Cuando un desconocido te regala flores, sabemos hace años que eso es impulso. Cuando un hombre no te llama como había prometido, desengañaos, chicas sin fronteras: no le interesáis una arroba. Segunda lección: no te fíes nunca de un marido; es preferible incluso un novio alérgico al matrimonio, aunque se llame Ben Affleck. Con estas dos enseñanzas de primero de ESO, nunca mejor dicho, se construye esta comedia romántica de extenso reparto, cocinada por un director de discreto pasado cinematográfico pero con una experiencia televisiva espectacular. Ken Kwapis se ha curtido con productos tan míticos y dispares como «Barrrio Sésamo» y «The Office», pasando por la sala de «Urgencias». Por desgracia, los guionistas no tienen las mismas tablas y el tenderete no soporta el desigual reparto de chistes, situaciones comprometidas y vidas cruzadas.

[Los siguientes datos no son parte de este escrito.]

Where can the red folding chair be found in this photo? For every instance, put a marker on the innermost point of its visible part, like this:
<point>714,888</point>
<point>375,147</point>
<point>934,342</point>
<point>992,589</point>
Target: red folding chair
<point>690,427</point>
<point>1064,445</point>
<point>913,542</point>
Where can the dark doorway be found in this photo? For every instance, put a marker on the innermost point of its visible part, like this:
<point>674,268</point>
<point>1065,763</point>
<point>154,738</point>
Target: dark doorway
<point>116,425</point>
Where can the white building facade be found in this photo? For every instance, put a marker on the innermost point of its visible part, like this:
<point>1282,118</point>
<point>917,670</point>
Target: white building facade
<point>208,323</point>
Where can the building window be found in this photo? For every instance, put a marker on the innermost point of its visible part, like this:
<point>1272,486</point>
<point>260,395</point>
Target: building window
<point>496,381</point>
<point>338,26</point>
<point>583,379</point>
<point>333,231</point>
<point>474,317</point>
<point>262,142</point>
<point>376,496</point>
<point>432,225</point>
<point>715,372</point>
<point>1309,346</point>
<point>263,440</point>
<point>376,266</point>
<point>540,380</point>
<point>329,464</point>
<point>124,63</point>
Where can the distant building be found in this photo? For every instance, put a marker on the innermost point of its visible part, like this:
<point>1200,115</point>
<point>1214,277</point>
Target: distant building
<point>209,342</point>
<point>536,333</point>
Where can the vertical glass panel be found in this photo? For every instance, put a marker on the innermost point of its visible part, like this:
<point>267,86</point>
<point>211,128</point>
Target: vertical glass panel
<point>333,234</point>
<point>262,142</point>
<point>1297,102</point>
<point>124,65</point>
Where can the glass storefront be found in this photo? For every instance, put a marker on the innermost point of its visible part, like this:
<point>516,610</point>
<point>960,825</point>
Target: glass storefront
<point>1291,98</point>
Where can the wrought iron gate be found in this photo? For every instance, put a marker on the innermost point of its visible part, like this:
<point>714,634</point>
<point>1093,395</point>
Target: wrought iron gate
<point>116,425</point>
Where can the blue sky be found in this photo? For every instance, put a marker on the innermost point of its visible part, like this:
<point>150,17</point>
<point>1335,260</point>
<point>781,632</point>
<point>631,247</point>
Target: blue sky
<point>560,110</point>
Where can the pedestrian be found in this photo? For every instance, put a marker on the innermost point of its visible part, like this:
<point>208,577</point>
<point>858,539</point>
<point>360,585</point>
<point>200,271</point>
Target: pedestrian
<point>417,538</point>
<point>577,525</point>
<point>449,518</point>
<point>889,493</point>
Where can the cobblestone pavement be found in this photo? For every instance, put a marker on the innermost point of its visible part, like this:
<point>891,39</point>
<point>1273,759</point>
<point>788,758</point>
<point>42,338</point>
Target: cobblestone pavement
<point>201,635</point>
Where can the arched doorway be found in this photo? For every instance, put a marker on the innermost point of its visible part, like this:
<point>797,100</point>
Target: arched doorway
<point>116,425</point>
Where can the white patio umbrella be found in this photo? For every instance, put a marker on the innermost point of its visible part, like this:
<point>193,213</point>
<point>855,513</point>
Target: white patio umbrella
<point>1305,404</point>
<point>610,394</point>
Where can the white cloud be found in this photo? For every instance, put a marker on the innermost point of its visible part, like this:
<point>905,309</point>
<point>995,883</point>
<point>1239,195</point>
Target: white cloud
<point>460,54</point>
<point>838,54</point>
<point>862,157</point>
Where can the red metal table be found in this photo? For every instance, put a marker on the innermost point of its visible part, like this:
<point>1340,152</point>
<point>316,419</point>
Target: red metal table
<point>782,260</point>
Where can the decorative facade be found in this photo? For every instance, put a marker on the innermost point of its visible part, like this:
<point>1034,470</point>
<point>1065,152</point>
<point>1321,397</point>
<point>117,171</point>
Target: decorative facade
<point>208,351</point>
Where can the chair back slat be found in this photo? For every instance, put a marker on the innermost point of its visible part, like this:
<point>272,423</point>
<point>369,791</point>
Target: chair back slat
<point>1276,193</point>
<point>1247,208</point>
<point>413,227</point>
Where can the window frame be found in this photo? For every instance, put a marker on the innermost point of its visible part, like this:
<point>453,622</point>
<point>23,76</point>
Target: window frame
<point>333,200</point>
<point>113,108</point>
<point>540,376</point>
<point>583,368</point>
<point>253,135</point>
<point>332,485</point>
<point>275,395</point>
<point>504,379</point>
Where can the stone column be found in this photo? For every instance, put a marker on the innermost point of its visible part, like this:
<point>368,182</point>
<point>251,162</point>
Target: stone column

La película, como el libro en el que está inspirada, no deja de ser un manual de autoayuda con toques autoparódicos. Cabe destacar la labor de las responsables del reparto, porque la protagonista, sin ser fea ni gorda ni desdentada ni especialmente desagradable, es tan insulsa como requería el personaje. De hecho, dan más ganas de llamar al depósito de cadáveres que a Ginnifer Goodwin para una cita. Sólo sorprende que Reese Witherspoon no le robara el papel. El resto del elenco no es menos apropiado, especialmente el masculino, con calificaciones de honor para Justin Long. Eso sí, a nuestra querida Jennifer Conelly se la ve algo descolocada, casada con el guaperas de moda (Bradley Cooper), que a su vez es tentado por Scarlett-revolcón-Johansson. Quedan por citar la siempre eficaz y bien peinada Jennifer Aniston y la coproductora Drew Barrymore, demasiado modesta en la elección de papel y demasiado generosa al contratar actores para hacer de homosexuales de teleserie, caricaturas tan cansinas como un chiste de gangosos.
Dicho todo lo cual, cabe preguntarse por qué todas las mujeres de la película sólo pretenden encontrar un hombre de esos, agarrarlo por ahí y llevarlo hasta el altar. Quizá habría que averiguar qué les pasa a estas mujeres.